International Relations:
External influences can promote democracy (e.g., U.S. and allied nations in post-war Japan and Germany).
Political Culture:
The debate on whether democracy is a Western construct, asserting Western values are essential versus the view that democracy can manifest in diverse cultural contexts.
Institutions of the Democratic State
The Executive
Definition: The executive is the branch that implements laws and state policies.
Roles:
Head of State: Represents and symbolizes the nation domestically and internationally.
Head of Government: Oversees daily activities of governance and policy execution.
In some nations, one individual assumes both roles (e.g., U.S.); in others, they are separate (e.g., U.K.).
The Legislature
Definition: The branch of government responsible for law-making.
Types of Legislatures:
Bicameral Systems: Comprising two houses, common in larger, diverse nations, related to federalism (e.g., U.S.).

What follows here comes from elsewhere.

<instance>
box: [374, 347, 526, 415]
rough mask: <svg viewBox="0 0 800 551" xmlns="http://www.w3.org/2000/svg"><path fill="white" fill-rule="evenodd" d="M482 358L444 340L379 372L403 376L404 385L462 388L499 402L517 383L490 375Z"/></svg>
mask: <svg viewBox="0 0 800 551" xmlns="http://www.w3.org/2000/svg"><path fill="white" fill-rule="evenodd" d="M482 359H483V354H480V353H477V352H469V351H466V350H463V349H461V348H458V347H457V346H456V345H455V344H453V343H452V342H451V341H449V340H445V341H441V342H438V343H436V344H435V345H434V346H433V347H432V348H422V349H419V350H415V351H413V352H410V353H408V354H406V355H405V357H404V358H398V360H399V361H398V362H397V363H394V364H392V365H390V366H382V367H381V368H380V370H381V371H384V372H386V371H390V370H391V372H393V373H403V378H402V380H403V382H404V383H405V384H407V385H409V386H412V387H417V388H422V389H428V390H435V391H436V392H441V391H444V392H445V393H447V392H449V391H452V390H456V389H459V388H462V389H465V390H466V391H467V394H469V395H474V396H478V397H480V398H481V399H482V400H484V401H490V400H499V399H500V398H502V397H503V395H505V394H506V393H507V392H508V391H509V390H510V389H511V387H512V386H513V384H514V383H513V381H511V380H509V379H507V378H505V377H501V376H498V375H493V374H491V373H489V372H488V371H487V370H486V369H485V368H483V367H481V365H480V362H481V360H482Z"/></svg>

Unicameral Systems: Single house, typically found in smaller, homogenous countries.
Comparison of Legislative Selection
Direct Election: Seen in the U.S. House, Senate, and France’s National Assembly, among others.
Indirect Election: Involves state governments or grand electors (e.g., France’s Senate and Germany’s Bundesrat).
The Judiciary
Definition: The branch that maintains and enforces the rule of law.
The Rule of Law: Ensures equality under law for all, including government actors.
Key Component: Courts interpret and apply laws, adjudicating civil and criminal matters.
Hierarchy of Courts: Allows appeals to higher courts in legal disputes.
Constitutional Courts
Definition: The highest judicial body determining laws' constitutionality.
Nearly 90% of democracies include a constitutional court with judicial review capabilities.
Judicial Review: Courts can assess government actions for constitutional compliance, preventing authoritarianism.
Types of Judicial Review:
Concrete Review: Triggered by specific cases questioning legislation.
Abstract Review: Political leaders can pre-emptively refer legislation for constitutional review.
Models of Democracy
Types of Executive Systems
Parliamentary Systems:
Head of State and Head of Government are separate offices.
Prime Minister is head of government, requires legislative support.
Example Countries: U.K., Canada
Presidential Systems:
Head of State and Head of Government roles are combined.
Clear separation of powers between executive and legislative branches.
Example Countries: U.S., Nigeria
Semi-Presidential Systems:
Power divided between a President and a Prime Minister.
Example Country: France
Fixed electoral cycle with distinct responsibilities for each leader.